Letting go of your guilt and forgiving yourself for your past mistakes are perhaps the biggest struggles you will encounter while getting sober. It is common to want to beat yourself up for the hurt that was caused, the choices that were made, the actions that were taken, and so on. The good news is that sobriety gets better.
Benefits of Being Sober
Living a sober life may not get easier, but it does get better. In fact, there are many benefits to being sober that you have probably never even imagined. For instance, you will begin to feel better about yourself both mentally, emotionally and physically. Imagine having all the nasty toxins from the drugs and alcohol out of your system, only to be replaced with vitamins, minerals, and nutrients that serve a greater purpose for fueling your body.
Another sober bonus is having more money in your pocket. Over the course of your addiction, how much money do you think you’ve spent on drugs and alcohol? Being sober means never having to waste that money again.

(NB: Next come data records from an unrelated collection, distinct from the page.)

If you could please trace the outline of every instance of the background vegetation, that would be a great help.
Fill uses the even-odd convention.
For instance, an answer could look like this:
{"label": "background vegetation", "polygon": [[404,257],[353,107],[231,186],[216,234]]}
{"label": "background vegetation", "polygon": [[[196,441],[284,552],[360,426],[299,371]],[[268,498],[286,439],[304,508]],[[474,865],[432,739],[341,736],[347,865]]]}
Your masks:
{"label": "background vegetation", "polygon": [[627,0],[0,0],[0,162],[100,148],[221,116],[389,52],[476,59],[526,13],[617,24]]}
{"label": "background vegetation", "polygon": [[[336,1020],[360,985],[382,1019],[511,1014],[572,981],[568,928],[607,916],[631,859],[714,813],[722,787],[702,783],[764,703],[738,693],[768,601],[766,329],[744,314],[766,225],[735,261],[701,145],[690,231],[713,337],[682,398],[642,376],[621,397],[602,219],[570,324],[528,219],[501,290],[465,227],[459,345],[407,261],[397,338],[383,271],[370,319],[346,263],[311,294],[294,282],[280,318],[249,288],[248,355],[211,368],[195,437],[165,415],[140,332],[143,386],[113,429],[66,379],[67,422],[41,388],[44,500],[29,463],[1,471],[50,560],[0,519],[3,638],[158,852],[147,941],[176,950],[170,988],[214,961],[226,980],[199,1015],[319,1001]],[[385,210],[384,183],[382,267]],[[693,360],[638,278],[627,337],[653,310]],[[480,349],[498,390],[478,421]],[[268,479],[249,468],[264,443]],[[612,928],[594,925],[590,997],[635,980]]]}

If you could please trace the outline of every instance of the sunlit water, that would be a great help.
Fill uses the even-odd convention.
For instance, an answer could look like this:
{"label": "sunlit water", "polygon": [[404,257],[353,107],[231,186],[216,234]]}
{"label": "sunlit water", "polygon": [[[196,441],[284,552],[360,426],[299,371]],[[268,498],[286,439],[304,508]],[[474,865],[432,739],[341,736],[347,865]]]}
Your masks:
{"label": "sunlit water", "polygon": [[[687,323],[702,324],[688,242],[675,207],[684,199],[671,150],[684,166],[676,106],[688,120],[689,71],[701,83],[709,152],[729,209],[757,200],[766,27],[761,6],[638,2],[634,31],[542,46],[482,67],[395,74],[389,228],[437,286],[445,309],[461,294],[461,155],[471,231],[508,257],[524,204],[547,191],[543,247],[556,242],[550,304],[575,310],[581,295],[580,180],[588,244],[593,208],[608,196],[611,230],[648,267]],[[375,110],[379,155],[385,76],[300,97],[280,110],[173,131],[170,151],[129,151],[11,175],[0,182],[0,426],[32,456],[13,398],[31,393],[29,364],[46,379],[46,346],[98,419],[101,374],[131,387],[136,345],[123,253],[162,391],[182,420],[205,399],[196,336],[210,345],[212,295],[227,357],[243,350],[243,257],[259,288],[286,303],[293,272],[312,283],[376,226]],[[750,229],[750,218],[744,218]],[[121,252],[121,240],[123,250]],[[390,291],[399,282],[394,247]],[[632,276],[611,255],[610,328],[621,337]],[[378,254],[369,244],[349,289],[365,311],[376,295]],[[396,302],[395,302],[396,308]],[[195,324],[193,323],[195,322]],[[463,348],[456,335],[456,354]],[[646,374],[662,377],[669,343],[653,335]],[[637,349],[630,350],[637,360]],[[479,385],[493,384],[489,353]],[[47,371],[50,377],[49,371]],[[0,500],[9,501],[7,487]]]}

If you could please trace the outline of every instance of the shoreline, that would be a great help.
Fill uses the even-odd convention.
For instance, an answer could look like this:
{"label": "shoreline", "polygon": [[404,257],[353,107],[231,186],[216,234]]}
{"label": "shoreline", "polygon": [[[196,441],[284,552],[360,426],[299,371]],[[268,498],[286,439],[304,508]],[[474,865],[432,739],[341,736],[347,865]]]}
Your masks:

Of course, then there are the perks of meeting new people, starting with a fresh beginning, finding time to explore your passions, increasing self-worth, and so on. The list can keep going with overflowing blessings that come with the hard work and determination of sobriety.
Sober Living Can Help
Not everyone has a healthy home environment for getting sober. And even those who do may not feel strong enough to live there. Too much freedom and not enough “sober muscle” can lead to a relapse. To gain strength and avoid relapsing, try sober living.

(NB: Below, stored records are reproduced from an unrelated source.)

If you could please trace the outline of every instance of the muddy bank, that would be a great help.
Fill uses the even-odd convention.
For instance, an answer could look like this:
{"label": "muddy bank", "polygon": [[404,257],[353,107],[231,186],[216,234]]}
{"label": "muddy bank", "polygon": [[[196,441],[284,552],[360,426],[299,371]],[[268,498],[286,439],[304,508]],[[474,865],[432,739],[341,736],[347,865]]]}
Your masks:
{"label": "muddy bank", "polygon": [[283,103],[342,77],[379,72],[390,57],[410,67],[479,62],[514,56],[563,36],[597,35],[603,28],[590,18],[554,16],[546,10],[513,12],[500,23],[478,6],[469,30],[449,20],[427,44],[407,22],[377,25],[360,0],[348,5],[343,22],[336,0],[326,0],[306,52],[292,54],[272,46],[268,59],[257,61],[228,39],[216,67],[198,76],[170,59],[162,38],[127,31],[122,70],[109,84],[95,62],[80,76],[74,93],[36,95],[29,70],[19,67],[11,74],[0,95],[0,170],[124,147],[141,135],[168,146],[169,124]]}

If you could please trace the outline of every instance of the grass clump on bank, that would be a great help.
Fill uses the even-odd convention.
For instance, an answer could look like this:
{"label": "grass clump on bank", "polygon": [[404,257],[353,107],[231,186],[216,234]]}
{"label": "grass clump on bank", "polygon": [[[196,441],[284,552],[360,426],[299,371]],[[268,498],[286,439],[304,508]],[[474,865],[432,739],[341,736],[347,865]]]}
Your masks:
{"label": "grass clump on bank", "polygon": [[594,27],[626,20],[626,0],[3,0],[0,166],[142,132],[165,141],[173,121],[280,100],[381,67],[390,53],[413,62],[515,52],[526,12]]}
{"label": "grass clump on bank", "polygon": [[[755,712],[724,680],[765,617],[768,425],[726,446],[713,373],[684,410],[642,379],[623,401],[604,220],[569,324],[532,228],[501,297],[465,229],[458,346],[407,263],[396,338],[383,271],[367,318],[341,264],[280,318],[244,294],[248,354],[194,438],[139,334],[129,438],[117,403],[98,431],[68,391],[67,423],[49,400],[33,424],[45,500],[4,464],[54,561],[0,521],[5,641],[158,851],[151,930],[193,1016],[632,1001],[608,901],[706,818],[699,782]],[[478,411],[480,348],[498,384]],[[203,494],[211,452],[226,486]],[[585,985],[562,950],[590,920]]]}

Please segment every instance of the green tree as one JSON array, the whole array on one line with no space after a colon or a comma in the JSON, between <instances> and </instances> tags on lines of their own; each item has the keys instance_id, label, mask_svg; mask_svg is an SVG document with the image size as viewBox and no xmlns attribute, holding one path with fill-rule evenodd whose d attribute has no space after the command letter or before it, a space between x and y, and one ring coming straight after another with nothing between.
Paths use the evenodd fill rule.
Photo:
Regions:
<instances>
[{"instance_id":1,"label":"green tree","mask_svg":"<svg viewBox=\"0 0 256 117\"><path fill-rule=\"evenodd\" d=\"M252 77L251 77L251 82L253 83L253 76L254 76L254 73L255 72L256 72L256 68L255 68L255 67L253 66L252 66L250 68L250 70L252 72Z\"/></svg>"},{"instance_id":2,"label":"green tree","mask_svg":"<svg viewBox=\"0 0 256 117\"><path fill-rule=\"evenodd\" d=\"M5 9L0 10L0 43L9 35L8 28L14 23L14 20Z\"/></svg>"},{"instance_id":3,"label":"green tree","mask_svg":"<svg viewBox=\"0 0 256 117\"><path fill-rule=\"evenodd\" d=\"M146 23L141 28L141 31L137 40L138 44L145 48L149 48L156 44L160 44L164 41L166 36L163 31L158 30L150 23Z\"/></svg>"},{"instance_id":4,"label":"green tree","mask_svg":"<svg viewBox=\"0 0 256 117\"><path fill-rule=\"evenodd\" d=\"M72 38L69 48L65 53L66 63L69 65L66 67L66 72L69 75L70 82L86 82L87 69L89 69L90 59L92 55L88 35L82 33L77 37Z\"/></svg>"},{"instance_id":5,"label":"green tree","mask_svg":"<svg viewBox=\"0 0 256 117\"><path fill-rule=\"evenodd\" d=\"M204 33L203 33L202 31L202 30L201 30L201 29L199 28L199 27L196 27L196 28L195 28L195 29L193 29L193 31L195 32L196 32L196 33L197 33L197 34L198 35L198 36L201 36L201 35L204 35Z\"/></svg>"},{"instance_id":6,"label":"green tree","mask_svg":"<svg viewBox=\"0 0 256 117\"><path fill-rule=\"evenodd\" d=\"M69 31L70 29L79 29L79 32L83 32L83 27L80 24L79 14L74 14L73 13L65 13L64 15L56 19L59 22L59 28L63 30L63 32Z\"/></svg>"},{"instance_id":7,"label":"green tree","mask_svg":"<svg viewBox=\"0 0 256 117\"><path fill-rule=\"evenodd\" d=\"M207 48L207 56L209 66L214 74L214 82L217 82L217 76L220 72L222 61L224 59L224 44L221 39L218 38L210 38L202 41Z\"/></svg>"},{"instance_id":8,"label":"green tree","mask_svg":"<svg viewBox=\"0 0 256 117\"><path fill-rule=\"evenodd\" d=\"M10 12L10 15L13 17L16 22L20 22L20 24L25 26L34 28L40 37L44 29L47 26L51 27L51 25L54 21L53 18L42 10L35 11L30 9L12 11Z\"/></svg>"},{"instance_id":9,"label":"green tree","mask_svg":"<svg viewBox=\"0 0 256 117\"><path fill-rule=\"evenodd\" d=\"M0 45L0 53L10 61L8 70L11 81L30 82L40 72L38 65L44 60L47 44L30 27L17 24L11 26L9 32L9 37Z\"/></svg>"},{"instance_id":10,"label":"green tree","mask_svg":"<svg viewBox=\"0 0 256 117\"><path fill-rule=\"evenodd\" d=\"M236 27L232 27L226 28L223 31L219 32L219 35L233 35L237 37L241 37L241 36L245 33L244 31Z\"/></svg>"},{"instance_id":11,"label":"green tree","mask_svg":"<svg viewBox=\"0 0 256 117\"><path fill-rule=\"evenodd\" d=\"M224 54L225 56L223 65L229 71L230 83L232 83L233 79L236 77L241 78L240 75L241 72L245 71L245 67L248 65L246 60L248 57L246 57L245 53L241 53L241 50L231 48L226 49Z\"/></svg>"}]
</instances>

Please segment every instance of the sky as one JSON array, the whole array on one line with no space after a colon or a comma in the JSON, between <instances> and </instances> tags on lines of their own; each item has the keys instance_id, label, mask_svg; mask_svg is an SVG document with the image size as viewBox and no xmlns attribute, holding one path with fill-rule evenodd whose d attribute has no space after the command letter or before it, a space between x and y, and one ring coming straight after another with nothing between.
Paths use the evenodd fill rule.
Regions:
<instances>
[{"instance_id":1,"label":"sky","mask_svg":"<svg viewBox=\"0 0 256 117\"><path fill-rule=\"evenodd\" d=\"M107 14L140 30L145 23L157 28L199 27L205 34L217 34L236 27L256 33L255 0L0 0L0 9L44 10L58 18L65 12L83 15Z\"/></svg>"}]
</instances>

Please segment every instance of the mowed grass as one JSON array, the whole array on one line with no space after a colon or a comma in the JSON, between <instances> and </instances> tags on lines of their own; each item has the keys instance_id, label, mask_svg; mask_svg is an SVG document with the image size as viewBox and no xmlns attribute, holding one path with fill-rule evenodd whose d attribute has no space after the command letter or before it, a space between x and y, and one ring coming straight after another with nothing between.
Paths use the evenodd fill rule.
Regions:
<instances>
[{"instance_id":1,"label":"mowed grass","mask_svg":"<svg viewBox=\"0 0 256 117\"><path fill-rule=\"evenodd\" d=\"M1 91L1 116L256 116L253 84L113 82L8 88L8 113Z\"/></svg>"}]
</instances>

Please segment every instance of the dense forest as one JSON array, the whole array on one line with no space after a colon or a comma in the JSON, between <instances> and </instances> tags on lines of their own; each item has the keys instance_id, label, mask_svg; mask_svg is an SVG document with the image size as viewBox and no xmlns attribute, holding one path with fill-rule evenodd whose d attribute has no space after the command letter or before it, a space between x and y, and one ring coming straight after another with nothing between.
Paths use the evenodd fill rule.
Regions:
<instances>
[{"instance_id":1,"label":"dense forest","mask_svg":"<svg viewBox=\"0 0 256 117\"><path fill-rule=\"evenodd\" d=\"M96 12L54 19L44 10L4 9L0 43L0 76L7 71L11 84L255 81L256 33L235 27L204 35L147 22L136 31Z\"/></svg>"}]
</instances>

Sober living residences offer you a place to live while you reintegrate back into the world as your new and improved sober self. They not only provide you room and board, but also give you a safe, structured environment where you can learn how to remain sober for the long-term. And that is not the only upside to this choice.
Sober living homes:
- Give you guidance in all things related to your future: help with job searches, resume prep, interview tips, educational goals, and so forth.
- Hold group sessions with the other residents which offer an abundance of support.
- Require mandatory chores and set schedules on when you will be coming/going (this is meant to build up your level of trust and responsibility).
- Teach daily living skills that are necessary to maintain a healthy, stable life outside of the facility.
General Advice for Taking Care of Yourself
To help you get sober, stay sober and live sober, there are several things you can do for yourself. Try these tips and watch your new, sober life transform.
- Embrace the change you are going through. Don’t fight it.
- Learn coping skills, breathing techniques, meditation, and such – then use them when you are struggling.
- Keep a gratitude journal.
- Never test yourself, or let anyone else “dare” you (for example, let’s see if you can handle just one…fill-in-the-blank). Your willpower is nothing to mess with. Keep yourself protected so you don’t have any opportunity for relapse.
- Discover some new hobbies. Be creative!
- Begin a fitness program.
- You might be surprised at how much doing good for others can make you feel good, too.
For getting and living sober, the best thing you can do is focus on today. Don’t worry about tomorrow and don’t remain stuck in the past. Live now – and live free.